De la dissimulation identitaire à l’invisibilité spatiale : les Albanais en Grèce, un groupe migratoire surnuméraire
De Ifigenia Kokkali
Depuis l’effondrement des régimes communistes en Europe de l’Est, la Grèce est devenue le lieu de réception de vagues migratoires nombreuses et répétées. Les flux principaux viennent d’Albanie : en 2001 date du dernier recensement grec –, 438 036 personnes, soit près de 4% de la population totale ou 57% de la population étrangère du pays, étaient albanaises.
Leurs migrations impliquent certains phénomènes particuliers : des changements de prénom – certains changent leur prénom albanais quand celui-ci a une forte consonance musulmane pour adopter un prénom grec –, et l’adoption d’une religion de façade (prétendre être chrétien orthodoxe comme l’écrasante majorité des Grecs)

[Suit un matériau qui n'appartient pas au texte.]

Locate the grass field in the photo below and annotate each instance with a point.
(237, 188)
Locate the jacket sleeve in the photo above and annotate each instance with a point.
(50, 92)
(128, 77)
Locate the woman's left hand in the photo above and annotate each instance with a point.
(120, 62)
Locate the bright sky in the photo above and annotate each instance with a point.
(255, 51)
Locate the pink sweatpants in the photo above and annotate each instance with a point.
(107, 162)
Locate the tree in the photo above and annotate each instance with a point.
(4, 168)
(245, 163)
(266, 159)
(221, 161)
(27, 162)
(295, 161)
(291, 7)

Cette « dissimulation identitaire » va de pair avec un autre phénomène : bien que formant le groupe migratoire de loin le plus nombreux de Grèce, les Albanais sont collectivement invisibles dans la ville. Aucune trace de leur « ethnicité » ne marque durablement l’espace urbain. À Thessalonique, deuxième ville du pays, ne voient le jour ni cafés, ni restaurants, ni salles des fêtes, ni épiceries ou commerces albanais.
Pourquoi et dans quelles conditions apparaissent les phénomènes de dissimu-lation identitaire ? Comment les pratiques des migrants albanais s’inscrivent-elles dans l’espace urbain ? De l’insertion urbaine à la production et à l’appropriation de territoires, quel rôle joue l’histoire pré-migratoire des individus migrants ?

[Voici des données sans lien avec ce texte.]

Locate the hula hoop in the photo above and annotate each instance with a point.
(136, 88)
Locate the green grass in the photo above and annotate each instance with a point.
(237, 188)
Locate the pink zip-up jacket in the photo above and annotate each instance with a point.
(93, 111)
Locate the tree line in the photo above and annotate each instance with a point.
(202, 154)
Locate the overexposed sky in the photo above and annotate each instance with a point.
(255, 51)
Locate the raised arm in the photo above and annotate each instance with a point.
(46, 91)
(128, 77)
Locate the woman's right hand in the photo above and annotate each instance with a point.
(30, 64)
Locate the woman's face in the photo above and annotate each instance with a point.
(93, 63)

Le présent article s’appuie sur notre recherche doctorale, effectuée entre janvier 2004 et septembre 2008
. Les entretiens sur lesquels nous nous appuierons, émanent d’une recherche intitulée “Supporting the Design of Migration Policie : an Analysis of Migration Flows between Albania and Greece”, menée de décembre 2005 à juin 2006, pour le compte de la Banque Mondiale, par l’équipe du Laboratoire d’Analyses Démographiques et Sociales de l’Université de Thessalie (Grèce) à laquelle nous avons participé.
128 entretiens semi-directifs ont été menés avec des migrants albanais résidant en Grèce au moment de l’enquête. L’échantillon de l’enquête a été identifié et choisi sur la base d’informations recueillies pendant l’enquête LSMS 2005 menée en Albanie par la Banque Mondiale et l’Institut des statistiques albanais/INSTAT, (voir World Bank & INSTAT, 2003).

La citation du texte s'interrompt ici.